The United States, European Union and United Nations all called for calm and dialogue.
South Ossetia and Abkhazia enjoy Russian political and financial backing, but ex-Soviet Georgia has allied itself with the West and is pushing for NATO membership. The country lies at the heart of a region emerging as a vital energy transit route.
Fifteen years after South Ossetia and the Black Sea region of Abkhazia first fought to break away from Georgian rule, soaring tensions had raised the spectre of full-blown conflict.
Explosions and gunfire could be heard on Thursday from villages around Tskhinvali, 100 km (60 miles) north of the Georgian capital Tbilisi towards the mountainous Russian border.
Russia and Georgia both said fighting had ceased. The commander of Russian peacekeepers, Marat Kulakhmetov, said a truce had been agreed. Georgia said there had been no formal agreement but that the fighting had stopped.
"I offer you an immediate ceasefire and the immediate beginning of talks," Saakashvili said in a televised address.
He said he had issued an order not to retaliate.
"It was a painful decision, but we have suffered casualties and villagers' homes have been damaged," he said.
Saakashvili repeated an offer of full autonomy for the breakaway region, with Russia as the guarantor, he said.
Russian mediator Yuri Popov said the two sides would hold Moscow-mediated talks on Friday in Tskhinvali.
A Georgian armoured personnel carrier (APC) was destroyed in fighting around the Georgian-held village of Avnevi.
U.N. Secretary-General Ban Ki-moon called on the two sides to refrain from any action that could escalate the situation.
EU foreign policy chief Javier Solana discussed the situation by telephone with Saakashvili.
"Solana expressed his serious concern about the situation in South Ossetia and called for every effort to be made to rapidly end the violence and resume peaceful talks between the sides," an EU statement said.
An attempt at direct talks on Thursday never got off the ground. The two sides are at loggerheads over the format of negotiations, with Tbilisi pushing for direct talks with greater involvement by the West.
A security source said Georgian special police units and a mechanised army brigade had moved to Gori town on the doorstep of South Ossetia. A field hospital was set up on the main road and buses filled with Georgian soldiers stood in convoy.

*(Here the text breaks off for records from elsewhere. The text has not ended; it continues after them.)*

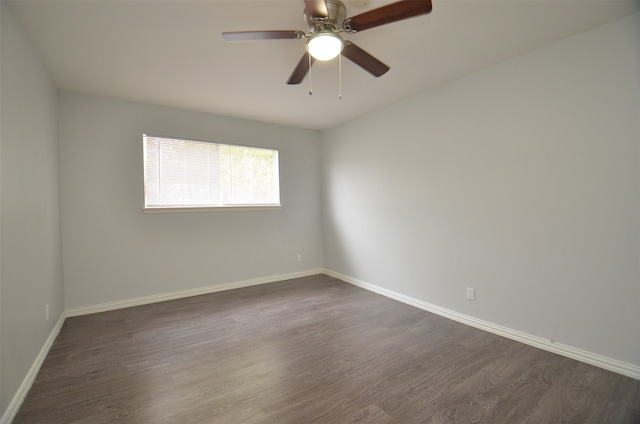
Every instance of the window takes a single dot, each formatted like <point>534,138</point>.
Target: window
<point>197,174</point>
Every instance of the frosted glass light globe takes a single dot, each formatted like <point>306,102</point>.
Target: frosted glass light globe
<point>324,45</point>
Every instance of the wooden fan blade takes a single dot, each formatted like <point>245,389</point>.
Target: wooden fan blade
<point>387,14</point>
<point>364,59</point>
<point>301,69</point>
<point>237,36</point>
<point>316,8</point>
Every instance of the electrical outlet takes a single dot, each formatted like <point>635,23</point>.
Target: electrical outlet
<point>471,293</point>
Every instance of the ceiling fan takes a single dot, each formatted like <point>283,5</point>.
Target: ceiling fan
<point>325,22</point>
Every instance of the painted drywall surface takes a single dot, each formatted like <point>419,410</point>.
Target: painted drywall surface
<point>30,208</point>
<point>522,181</point>
<point>113,251</point>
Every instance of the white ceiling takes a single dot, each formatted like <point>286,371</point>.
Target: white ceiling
<point>171,52</point>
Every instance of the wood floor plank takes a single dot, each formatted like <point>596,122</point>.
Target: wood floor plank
<point>311,350</point>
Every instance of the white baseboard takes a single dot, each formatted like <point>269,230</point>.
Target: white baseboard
<point>17,400</point>
<point>604,362</point>
<point>127,303</point>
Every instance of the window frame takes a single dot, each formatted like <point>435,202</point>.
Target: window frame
<point>205,208</point>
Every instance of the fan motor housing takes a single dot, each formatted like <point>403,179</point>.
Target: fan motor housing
<point>336,14</point>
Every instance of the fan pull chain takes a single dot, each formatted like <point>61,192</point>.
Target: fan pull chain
<point>310,90</point>
<point>340,77</point>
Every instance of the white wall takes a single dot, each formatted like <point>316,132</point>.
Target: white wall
<point>522,180</point>
<point>113,251</point>
<point>30,245</point>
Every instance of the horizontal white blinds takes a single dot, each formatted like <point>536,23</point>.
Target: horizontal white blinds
<point>185,173</point>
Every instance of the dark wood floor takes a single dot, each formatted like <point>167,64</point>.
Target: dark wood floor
<point>312,350</point>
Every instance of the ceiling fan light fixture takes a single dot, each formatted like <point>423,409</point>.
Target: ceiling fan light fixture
<point>324,45</point>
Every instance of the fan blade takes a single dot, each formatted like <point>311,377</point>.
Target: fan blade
<point>387,14</point>
<point>237,36</point>
<point>364,59</point>
<point>316,8</point>
<point>301,69</point>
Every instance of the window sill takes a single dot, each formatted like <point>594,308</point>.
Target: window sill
<point>234,208</point>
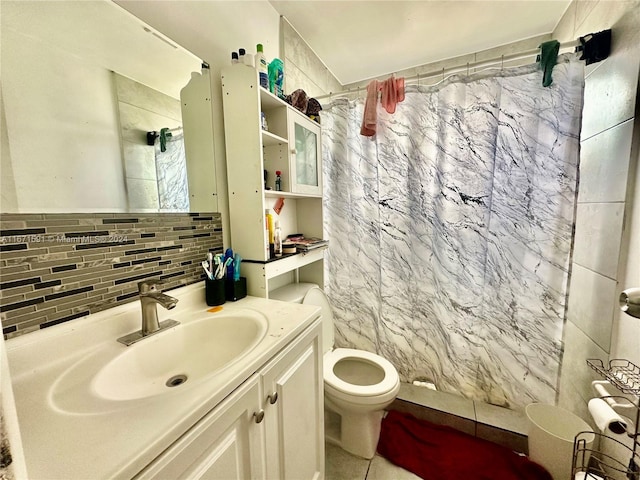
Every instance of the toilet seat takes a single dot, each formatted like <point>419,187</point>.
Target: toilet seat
<point>388,384</point>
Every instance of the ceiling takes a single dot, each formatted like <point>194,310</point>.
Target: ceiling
<point>352,37</point>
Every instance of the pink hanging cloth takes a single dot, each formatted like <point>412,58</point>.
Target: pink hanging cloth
<point>370,116</point>
<point>392,93</point>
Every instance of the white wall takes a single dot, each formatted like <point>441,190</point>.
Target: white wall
<point>606,258</point>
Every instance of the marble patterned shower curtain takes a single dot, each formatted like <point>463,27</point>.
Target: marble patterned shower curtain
<point>171,174</point>
<point>451,230</point>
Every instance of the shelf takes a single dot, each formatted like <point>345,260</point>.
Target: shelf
<point>623,374</point>
<point>276,194</point>
<point>269,100</point>
<point>269,138</point>
<point>287,263</point>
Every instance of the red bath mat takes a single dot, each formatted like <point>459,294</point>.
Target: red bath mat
<point>438,452</point>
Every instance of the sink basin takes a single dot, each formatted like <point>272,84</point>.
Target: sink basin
<point>160,364</point>
<point>186,353</point>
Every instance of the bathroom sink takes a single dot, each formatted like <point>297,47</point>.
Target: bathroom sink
<point>165,363</point>
<point>186,353</point>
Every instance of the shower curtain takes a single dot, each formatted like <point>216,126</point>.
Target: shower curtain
<point>451,230</point>
<point>171,174</point>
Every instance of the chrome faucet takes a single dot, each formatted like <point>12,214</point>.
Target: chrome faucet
<point>150,296</point>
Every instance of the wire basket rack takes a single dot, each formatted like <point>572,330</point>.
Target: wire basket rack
<point>622,374</point>
<point>591,463</point>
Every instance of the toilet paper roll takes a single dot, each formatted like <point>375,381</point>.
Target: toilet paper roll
<point>630,302</point>
<point>606,417</point>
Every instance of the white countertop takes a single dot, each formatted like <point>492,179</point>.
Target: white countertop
<point>116,439</point>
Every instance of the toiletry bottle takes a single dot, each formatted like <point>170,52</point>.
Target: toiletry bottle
<point>267,213</point>
<point>278,181</point>
<point>266,232</point>
<point>262,66</point>
<point>277,240</point>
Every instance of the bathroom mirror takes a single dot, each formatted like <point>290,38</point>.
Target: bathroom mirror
<point>83,82</point>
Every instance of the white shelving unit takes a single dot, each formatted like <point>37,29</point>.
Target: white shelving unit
<point>292,146</point>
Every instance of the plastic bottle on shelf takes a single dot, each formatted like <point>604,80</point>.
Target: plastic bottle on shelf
<point>277,240</point>
<point>278,181</point>
<point>262,66</point>
<point>266,228</point>
<point>267,213</point>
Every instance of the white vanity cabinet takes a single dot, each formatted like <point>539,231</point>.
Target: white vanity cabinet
<point>271,427</point>
<point>292,146</point>
<point>224,445</point>
<point>294,412</point>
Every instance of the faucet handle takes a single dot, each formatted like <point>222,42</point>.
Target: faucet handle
<point>148,286</point>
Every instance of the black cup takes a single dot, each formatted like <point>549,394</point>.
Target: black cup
<point>215,291</point>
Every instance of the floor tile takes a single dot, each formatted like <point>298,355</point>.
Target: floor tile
<point>383,469</point>
<point>442,401</point>
<point>500,417</point>
<point>340,465</point>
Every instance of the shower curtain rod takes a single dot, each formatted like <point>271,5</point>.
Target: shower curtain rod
<point>445,72</point>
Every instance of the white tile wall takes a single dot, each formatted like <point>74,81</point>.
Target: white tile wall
<point>591,304</point>
<point>597,238</point>
<point>603,243</point>
<point>610,93</point>
<point>604,165</point>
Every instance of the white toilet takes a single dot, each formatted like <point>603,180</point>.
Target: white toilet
<point>358,385</point>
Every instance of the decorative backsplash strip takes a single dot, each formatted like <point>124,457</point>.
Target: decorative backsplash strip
<point>58,267</point>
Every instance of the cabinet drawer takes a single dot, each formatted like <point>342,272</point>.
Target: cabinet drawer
<point>224,445</point>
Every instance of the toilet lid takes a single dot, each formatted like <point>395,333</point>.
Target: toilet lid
<point>316,297</point>
<point>388,383</point>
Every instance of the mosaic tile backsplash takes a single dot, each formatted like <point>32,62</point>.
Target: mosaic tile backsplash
<point>59,267</point>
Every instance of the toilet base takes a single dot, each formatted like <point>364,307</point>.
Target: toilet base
<point>355,433</point>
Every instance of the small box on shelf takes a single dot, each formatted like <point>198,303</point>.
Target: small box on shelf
<point>215,291</point>
<point>236,289</point>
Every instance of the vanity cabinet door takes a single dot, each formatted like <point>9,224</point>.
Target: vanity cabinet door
<point>306,157</point>
<point>225,445</point>
<point>294,412</point>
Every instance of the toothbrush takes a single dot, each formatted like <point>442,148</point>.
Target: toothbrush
<point>236,267</point>
<point>205,265</point>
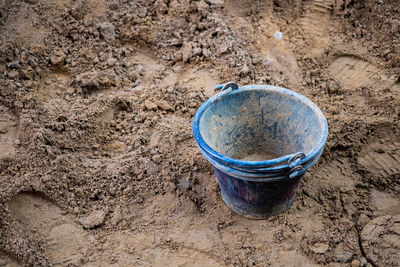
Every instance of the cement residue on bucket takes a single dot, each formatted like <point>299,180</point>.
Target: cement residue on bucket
<point>258,155</point>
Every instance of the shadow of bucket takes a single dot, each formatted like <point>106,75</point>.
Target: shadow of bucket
<point>268,120</point>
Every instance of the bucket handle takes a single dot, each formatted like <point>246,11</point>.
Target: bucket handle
<point>296,169</point>
<point>227,85</point>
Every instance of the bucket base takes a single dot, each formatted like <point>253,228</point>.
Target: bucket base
<point>257,216</point>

Fitch's head of emerging European sovereigns, Edward Parker, told Reuters prolonged warfare could prompt the ratings agency to downgrade Georgia from its current BB-rating with stable outlook and have an impact on foreign investment.
The fighting began at the weekend, when six people were killed. On Thursday, the official separatist website www.cominf.org said Georgians were shelling the village of Khetagurovo from Avnevi.